Draghi’s government must design a detailed plan of reforms and objectives that will enable the 209 billion euros (some $253 billion) that will come to Italy from the European Recovery Fund to be invested in areas that were already decided upon by the prior government: digitalization, ecological transition, infrastructure, training and research, equality and health.

The economist said that Italy needs fiscal reform that imposes progressive tax burdens and fights against tax evasion and which also includes social protection mechanisms that preserve jobs and provide adequate coverage for those who lose theirs.

Returning students to the classrooms under safe conditions will also be prioritized, as well as preserving the environment, he said.

The Italia Viva leader, Matto Renzi – who when he withdrew from the prior government coalition, causing the political crisis that resulted in Draghi’s being tapped to form a new government – applauded the former Central Bank president’s speech, saying that “Now, everything has changed for the better,” while other leaders praised the program of the new premier.
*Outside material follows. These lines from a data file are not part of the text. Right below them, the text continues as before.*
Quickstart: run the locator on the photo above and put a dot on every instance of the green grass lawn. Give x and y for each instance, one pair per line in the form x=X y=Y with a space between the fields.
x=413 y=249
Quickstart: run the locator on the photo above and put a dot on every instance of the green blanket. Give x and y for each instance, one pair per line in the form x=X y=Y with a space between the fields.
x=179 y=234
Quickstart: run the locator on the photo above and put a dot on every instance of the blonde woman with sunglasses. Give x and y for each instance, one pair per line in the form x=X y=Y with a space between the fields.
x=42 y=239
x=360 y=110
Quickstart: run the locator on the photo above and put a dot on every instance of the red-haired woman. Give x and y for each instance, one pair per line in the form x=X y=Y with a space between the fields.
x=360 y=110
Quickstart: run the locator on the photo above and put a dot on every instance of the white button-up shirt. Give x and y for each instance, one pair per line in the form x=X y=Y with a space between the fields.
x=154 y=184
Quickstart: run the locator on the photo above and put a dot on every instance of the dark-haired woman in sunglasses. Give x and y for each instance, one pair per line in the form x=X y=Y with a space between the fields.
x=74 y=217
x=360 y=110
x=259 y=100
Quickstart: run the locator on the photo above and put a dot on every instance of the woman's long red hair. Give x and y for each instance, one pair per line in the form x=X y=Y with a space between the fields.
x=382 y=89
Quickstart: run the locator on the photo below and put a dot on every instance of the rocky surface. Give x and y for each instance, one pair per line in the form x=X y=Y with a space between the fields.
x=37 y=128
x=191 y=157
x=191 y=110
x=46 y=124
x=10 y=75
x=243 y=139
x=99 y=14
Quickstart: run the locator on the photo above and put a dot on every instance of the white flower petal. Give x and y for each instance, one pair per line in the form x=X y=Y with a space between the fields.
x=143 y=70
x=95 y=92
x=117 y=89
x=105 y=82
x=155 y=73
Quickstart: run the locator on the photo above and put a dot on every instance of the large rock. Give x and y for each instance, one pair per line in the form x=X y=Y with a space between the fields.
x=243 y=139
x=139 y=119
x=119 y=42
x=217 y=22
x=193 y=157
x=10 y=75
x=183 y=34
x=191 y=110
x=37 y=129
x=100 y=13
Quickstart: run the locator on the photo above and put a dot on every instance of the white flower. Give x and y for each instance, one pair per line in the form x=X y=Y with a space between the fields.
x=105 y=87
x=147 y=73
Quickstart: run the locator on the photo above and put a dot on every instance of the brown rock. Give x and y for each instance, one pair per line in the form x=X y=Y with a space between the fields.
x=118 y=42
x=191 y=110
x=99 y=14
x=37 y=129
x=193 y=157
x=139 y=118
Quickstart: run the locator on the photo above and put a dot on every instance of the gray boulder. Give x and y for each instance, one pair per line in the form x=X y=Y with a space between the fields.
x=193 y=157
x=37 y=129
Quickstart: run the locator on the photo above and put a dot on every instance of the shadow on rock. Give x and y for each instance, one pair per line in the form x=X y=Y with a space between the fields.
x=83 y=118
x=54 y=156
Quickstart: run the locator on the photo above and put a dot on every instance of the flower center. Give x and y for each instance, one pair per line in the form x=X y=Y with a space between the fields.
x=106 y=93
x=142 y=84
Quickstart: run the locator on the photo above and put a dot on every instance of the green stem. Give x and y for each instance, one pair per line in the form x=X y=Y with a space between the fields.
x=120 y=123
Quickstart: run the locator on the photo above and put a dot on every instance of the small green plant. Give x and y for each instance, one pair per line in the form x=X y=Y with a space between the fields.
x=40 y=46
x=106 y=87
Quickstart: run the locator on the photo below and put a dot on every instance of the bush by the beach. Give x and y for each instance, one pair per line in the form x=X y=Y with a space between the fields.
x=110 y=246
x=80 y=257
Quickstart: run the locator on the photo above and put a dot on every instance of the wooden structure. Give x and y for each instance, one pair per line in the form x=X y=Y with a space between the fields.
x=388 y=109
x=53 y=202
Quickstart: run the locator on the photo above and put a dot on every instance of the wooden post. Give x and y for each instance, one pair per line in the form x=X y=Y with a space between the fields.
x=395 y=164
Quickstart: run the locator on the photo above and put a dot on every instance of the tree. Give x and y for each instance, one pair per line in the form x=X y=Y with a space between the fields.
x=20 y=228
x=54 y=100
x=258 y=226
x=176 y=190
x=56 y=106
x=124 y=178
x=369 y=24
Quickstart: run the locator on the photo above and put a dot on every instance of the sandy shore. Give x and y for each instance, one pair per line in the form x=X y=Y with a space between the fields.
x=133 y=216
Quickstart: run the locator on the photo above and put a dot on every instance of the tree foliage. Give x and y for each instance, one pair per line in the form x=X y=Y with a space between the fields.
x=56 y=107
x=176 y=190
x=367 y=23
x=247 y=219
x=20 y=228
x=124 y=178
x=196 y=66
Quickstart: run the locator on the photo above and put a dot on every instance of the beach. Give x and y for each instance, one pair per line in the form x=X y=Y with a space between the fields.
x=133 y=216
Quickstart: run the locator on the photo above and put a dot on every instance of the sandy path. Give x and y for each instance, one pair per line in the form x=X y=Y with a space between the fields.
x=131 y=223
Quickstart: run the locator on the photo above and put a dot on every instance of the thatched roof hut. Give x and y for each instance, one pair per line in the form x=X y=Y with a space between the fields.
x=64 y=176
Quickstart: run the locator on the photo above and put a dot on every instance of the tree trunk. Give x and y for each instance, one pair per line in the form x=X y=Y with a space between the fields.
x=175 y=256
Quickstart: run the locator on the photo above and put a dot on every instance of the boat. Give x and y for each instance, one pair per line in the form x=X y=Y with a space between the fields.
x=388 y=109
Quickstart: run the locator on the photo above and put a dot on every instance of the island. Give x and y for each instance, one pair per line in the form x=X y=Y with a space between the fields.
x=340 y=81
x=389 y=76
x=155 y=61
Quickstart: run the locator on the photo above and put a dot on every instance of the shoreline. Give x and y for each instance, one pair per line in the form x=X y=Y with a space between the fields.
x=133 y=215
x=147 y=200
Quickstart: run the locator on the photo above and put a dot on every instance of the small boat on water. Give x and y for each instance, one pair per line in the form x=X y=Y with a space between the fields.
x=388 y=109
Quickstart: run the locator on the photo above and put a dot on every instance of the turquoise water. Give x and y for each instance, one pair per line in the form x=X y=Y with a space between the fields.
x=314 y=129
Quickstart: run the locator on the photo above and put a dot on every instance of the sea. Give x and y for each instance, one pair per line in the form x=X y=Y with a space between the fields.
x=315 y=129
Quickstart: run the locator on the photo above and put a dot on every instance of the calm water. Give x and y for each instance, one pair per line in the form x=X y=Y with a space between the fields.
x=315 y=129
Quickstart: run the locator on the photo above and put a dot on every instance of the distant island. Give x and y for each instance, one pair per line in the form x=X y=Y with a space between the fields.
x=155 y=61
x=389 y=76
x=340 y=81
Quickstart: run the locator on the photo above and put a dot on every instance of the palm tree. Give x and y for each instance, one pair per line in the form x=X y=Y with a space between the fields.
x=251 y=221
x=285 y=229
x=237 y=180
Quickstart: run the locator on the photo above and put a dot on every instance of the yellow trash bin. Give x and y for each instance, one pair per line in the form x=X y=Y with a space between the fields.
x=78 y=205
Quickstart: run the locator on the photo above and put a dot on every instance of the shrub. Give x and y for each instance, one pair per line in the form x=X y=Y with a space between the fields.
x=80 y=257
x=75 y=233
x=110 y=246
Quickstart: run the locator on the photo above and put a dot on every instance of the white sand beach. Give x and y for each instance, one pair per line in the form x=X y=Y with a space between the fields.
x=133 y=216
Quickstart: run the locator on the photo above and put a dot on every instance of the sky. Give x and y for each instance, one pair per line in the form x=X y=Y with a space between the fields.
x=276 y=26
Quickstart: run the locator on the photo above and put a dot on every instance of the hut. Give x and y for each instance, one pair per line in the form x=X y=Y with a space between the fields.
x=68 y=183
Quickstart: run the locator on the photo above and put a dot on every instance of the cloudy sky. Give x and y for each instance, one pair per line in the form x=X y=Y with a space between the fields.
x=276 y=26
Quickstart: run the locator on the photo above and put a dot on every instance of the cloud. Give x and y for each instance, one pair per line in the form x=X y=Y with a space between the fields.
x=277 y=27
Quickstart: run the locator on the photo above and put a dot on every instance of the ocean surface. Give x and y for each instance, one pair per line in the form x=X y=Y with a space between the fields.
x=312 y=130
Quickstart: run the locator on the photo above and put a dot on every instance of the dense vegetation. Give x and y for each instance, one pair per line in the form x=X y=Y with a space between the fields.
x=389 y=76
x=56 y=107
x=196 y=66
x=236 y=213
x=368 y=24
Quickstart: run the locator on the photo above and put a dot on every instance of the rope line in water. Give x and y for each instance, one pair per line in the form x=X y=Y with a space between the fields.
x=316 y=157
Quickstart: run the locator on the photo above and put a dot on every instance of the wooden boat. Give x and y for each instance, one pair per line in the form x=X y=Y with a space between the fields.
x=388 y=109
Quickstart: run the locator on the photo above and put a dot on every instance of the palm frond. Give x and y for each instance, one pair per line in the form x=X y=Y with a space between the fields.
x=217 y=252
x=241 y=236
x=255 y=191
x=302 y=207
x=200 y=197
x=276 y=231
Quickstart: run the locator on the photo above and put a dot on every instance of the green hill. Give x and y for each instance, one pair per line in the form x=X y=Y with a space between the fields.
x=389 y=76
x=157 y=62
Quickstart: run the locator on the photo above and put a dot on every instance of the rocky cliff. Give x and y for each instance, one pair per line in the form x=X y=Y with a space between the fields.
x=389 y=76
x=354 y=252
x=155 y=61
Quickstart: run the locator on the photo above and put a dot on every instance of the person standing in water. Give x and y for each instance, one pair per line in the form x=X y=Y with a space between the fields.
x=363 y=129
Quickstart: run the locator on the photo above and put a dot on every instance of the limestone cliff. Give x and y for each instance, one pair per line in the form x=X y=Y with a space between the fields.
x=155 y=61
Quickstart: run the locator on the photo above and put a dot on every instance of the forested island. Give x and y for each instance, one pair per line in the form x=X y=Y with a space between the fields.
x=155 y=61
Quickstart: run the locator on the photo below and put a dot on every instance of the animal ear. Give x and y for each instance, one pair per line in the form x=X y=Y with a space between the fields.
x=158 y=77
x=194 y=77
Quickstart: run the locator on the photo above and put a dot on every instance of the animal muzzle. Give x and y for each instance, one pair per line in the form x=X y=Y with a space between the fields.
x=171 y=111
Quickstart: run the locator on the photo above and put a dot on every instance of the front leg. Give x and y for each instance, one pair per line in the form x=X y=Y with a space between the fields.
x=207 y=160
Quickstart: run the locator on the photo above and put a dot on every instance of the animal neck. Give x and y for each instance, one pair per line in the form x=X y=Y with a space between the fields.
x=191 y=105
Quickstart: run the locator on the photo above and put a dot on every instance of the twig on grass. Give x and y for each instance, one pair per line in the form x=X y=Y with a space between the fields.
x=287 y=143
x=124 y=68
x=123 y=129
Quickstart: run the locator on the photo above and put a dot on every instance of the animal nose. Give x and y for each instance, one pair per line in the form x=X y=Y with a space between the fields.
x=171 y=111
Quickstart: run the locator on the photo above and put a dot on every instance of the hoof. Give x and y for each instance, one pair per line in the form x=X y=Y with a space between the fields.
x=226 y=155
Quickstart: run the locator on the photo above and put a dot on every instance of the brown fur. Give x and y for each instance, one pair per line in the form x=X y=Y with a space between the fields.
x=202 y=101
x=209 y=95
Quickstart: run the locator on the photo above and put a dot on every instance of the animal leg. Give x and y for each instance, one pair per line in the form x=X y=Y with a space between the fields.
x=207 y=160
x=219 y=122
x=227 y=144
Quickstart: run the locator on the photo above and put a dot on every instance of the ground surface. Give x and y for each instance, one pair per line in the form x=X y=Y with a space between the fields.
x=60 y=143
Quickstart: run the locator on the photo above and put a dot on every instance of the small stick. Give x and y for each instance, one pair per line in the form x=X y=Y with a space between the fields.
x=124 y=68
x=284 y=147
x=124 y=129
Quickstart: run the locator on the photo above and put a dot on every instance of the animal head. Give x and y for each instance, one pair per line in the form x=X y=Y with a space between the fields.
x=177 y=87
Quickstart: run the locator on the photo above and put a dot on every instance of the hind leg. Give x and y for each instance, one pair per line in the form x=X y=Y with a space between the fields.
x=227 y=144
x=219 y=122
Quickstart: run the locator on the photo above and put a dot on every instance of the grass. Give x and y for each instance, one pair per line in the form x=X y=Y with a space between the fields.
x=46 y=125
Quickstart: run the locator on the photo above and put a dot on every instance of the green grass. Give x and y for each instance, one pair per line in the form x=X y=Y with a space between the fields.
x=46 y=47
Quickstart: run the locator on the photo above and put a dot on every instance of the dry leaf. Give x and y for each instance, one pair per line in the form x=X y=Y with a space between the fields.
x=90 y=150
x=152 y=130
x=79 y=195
The labor minister and member of the center-left Democratic Party, Andrea Orlando, emphasized that “protecting employment and the fight against social inequalities” will be key for Draghi, while the leader of Forza Italia, Silvio Berlusconi, praised “a detailed and high profile speech that looks to the future and in which an Italy capable of lifting itself up and starting afresh is set forth.”

Although the Five Star Movement has lent its support to Draghi, several of the party’s senators rejected the vote of confidence, saying that a technocratic government does not represent the will of Italians, who gave the party the most votes – more than 30 percent of those cast – in the 2018 general elections.